64th Illinois Treasurer
- In office November 17, 1970 – January 11, 1971
- Governor: Richard B. Ogilvie
- Preceded by: Adlai Stevenson III
- Succeeded by: Alan J. Dixon

Personal details
- Born: December 23, 1931 Sharon, Wisconsin, U.S.
- Died: February 21, 2009 (aged 77) Chicago, Illinois, U.S.

= Charles W. Woodford =

American businessman and politician

Charles W. Woodford (December 23, 1931 - February 21, 2009) was an American businessman and Illinois Treasurer from 1970 to 1971.

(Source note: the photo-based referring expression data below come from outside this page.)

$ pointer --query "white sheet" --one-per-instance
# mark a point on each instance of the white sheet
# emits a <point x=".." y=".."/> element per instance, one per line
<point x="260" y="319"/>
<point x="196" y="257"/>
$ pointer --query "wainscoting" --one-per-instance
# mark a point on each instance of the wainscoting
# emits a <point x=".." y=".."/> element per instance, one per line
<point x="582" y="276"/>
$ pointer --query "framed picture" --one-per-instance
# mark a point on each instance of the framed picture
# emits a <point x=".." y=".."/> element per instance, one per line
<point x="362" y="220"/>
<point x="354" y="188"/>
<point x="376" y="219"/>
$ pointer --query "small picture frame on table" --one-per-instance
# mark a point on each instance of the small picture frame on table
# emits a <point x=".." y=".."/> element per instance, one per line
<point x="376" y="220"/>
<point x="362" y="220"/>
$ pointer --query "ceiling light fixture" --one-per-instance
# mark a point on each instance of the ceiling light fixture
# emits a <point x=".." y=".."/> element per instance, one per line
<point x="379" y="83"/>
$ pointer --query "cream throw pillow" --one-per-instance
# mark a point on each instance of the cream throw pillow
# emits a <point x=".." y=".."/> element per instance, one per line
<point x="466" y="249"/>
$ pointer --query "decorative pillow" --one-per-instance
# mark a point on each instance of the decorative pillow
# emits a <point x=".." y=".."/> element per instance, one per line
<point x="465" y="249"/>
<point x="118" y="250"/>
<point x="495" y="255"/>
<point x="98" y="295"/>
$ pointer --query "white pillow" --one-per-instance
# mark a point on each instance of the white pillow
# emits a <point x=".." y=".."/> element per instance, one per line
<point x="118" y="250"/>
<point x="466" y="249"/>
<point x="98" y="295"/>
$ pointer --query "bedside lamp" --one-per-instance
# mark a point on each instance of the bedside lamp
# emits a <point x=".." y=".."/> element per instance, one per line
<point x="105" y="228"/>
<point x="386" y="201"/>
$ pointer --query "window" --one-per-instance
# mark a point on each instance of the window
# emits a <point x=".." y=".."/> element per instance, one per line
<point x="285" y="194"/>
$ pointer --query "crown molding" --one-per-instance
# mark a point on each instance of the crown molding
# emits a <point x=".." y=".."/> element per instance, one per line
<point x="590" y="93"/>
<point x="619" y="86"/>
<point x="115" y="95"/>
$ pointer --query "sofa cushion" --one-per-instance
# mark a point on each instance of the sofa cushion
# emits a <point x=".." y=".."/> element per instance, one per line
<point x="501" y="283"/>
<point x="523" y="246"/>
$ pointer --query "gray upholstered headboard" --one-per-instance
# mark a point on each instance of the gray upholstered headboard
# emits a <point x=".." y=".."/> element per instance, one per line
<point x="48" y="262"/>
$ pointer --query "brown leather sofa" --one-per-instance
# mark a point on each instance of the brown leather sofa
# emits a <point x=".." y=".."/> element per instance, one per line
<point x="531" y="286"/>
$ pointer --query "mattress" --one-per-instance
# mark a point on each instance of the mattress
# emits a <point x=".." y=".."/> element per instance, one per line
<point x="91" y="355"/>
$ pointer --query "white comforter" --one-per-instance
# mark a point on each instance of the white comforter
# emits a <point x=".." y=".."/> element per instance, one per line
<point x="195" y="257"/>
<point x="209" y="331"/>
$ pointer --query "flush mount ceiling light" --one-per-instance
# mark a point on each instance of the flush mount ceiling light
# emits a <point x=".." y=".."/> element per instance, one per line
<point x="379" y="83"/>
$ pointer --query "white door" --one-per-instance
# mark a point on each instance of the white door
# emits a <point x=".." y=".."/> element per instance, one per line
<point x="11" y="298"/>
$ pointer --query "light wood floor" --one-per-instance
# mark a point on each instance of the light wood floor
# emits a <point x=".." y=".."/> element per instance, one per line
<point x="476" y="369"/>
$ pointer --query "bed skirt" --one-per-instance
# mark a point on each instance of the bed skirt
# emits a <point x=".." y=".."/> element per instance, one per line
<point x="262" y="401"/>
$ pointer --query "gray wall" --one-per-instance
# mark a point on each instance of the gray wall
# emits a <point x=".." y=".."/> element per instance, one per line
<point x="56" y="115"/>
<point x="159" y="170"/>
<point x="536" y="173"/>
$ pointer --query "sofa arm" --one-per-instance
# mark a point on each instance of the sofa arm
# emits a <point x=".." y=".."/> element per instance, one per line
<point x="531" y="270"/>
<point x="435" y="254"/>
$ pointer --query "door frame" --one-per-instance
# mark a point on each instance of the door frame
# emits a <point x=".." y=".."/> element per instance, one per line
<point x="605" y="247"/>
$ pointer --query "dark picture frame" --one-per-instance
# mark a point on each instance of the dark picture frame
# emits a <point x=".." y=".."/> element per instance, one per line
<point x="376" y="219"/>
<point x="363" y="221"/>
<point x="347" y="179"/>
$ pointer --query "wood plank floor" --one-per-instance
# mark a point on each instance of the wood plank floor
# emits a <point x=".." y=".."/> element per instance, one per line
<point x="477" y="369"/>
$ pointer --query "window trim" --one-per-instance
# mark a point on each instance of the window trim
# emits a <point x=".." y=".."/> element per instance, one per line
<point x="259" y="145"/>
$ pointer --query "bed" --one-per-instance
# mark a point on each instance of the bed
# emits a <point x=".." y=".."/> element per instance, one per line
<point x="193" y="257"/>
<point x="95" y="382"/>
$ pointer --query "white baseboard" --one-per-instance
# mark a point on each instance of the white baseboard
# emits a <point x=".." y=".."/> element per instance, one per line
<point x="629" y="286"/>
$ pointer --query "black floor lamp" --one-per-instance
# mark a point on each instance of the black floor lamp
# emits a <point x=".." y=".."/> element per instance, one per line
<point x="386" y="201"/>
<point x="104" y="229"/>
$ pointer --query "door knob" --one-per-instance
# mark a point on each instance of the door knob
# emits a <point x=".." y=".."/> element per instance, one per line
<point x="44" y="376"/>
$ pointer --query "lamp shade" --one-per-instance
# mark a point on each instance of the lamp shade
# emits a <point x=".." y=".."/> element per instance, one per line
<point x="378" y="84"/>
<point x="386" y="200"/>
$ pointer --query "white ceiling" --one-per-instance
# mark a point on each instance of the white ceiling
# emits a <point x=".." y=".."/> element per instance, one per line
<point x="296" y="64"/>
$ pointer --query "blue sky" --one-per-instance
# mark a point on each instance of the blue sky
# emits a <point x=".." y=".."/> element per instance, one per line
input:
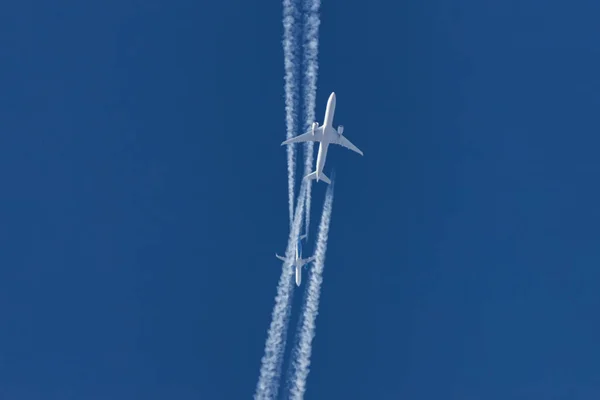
<point x="145" y="197"/>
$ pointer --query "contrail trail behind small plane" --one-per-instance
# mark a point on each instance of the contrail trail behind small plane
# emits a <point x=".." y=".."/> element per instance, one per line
<point x="303" y="348"/>
<point x="271" y="363"/>
<point x="311" y="67"/>
<point x="290" y="16"/>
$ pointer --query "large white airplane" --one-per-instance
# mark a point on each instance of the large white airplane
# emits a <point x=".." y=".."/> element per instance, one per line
<point x="325" y="134"/>
<point x="298" y="261"/>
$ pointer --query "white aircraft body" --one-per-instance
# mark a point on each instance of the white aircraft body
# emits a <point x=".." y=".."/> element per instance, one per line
<point x="325" y="135"/>
<point x="299" y="262"/>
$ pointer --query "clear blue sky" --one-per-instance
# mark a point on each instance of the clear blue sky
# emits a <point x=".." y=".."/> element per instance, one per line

==Early life and education==
Woodford was born in Sharon, Wisconsin and received his bachelor's degree from Beloit College.

==Career==
He started his business career with Brown Brothers and Harriman and Company in Chicago, Illinois. In 1970, he became Illinois Treasurer when Adlai Stevenson III was elected to the United States Senate and served until Alan J. Dixon became the Illinois Treasurer in 1971. He chaired the 1973 Illinois Budget Task Force and helped implement the office of the Illinois Comptroller. Woodford was later vice president and treasurer of the Horace Mann Corporation. He also worked with other banks and insurance companies including the American National Bank and Trust Company and the First National Bank of Chicago as executive vice president. In 1982 he became the chief executive officer of Trust Services of America, a division of California Federal Bank and from 1994 to 1996 he was an executive of Sanwa Bank. He became a founding board member of tech startup Networked Robotics Corporation, a scientific automation company, in 2004. He lived in Hanover, Illinois and died there.